Chinese Legacy Recognized by Port Moody
In 2012, I was invited several days after a travelling heritage exhibit at the Port Moody Railway Museum was to open, to attend a curated event and ceremony for members.
The background information provided was so interesting I decided to preview the public exhibit being created and circulated by the Revelstoke Railway Museum,.
The exhibit: Chinese Legacies: Building the Canadian Pacific Railway, explored the deplorable treatment of the estimated 15,000 Chinese labourers who contributed to the construction of the Canadian Pacific Railway (CPR) mainline from Craigellachie to Port Moody, the home of the CPR’s original western terminus.
As sordid as much of it is, the Port Moody connection to the Chinese railway workers, and their contributions, is an integral part of our local and national history.
I learned that an estimated 600 to 2,200 Chinese immigrant workers sadly lost their lives in efforts to help build the CPR, and the poor record keeping of the day was a testament to the way they were treated.
On July 4, 1886 with about 150 passengers, the first trans-continental train arrived from Montreal.
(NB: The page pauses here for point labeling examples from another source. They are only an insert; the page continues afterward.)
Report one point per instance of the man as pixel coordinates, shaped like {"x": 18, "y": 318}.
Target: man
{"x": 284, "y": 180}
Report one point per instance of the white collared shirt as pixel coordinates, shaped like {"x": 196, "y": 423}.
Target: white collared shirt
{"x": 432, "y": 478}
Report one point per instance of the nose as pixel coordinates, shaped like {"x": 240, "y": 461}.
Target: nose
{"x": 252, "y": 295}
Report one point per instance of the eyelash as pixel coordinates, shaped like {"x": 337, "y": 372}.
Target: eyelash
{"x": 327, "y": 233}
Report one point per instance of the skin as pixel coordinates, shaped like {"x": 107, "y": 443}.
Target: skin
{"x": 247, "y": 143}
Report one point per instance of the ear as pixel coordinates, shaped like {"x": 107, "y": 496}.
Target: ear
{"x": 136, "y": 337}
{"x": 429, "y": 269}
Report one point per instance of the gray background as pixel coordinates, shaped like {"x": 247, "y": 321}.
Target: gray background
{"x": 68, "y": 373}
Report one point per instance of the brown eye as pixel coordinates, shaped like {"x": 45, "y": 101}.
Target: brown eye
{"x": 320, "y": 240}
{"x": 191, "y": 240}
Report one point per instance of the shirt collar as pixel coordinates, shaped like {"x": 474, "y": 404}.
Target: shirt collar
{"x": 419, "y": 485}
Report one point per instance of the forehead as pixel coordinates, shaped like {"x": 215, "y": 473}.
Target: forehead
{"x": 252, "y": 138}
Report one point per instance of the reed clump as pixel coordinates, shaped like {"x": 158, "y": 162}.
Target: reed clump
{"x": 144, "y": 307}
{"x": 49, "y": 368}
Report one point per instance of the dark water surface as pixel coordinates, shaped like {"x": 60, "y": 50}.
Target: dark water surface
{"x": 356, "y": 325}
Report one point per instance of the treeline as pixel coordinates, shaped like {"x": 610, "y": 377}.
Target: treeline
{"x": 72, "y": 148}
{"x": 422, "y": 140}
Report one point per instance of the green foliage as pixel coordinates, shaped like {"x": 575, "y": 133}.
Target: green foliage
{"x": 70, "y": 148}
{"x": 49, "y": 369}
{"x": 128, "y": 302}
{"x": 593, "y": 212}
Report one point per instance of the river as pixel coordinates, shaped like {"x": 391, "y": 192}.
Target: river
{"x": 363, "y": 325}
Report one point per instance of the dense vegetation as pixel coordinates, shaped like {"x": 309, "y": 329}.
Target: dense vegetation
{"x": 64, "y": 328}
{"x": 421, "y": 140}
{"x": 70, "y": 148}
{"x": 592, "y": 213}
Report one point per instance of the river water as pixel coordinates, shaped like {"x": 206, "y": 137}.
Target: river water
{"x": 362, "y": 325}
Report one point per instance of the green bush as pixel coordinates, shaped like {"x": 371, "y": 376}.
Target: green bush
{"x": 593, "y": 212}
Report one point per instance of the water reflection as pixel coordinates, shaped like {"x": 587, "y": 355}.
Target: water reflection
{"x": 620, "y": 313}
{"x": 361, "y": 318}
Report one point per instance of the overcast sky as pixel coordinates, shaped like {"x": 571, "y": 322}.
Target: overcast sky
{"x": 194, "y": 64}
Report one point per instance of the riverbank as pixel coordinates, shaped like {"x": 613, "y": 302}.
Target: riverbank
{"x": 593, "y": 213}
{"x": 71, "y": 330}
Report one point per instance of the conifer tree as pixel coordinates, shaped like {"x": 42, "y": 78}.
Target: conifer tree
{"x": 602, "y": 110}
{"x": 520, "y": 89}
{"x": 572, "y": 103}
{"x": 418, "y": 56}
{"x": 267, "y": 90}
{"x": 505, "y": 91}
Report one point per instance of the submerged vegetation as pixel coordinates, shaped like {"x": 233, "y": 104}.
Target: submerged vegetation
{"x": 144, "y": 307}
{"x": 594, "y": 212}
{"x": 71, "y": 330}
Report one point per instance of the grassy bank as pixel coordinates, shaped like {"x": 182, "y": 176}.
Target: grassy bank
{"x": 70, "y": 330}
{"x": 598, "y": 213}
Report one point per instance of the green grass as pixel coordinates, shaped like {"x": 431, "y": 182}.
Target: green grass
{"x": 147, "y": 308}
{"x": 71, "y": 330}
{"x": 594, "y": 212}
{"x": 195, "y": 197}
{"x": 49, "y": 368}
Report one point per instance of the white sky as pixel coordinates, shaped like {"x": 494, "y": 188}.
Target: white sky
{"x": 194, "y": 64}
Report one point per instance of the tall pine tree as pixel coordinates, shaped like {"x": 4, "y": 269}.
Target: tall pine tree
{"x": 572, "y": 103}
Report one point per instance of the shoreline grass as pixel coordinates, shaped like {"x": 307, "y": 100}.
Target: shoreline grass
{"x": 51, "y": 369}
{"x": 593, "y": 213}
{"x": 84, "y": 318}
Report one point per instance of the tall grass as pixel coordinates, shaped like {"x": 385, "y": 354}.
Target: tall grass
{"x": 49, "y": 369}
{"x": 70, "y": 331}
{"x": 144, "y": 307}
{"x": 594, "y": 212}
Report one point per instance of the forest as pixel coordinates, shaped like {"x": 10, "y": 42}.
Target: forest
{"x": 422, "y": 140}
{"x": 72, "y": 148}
Having successfully completed the CPR, and having endured the extreme conditions, starvation, disease, sub-standard wages, and high-risk labour, exploited Chinese immigrant survivors in the thousands were left unemployed and impoverished.
The period between 1880 and 1885 was recounted in the exhibit, and included a diorama of a typical Chinese worker’s campsite, a slide show of historical photos, and original artifacts such as coins, games, and incense burners, some from the Port Moody Station Museum collection.
The exhibit portrayed the horrendous difficulties that the Chinese workers faced daily, and Canada’s response was shameful: an expensive head tax, personal attacks, and a great deal of discrimination.
Unemployed Chinese workers eventually started finding employment in communities along the CPR, where they worked mainly as cooks, servants, laundrymen, and laborers, and forged their own cultural identities and inheritance.
The Chinese resilience and perseverance in Canada is remarkable and speaks of our national story.
Chinese-Canadians fought for Canadian freedom in WWll and were finally granted the right to vote in Canada in the 1947 elections; paying reparations was a more recent acknowledgement.
All Canadians should now know the difference between tolerance and acceptance, and as we enjoy and celebrate our rich multicultural Canadian society, we must also recognize the Chinese-Canadian community for their nation building contributions. Xie xie.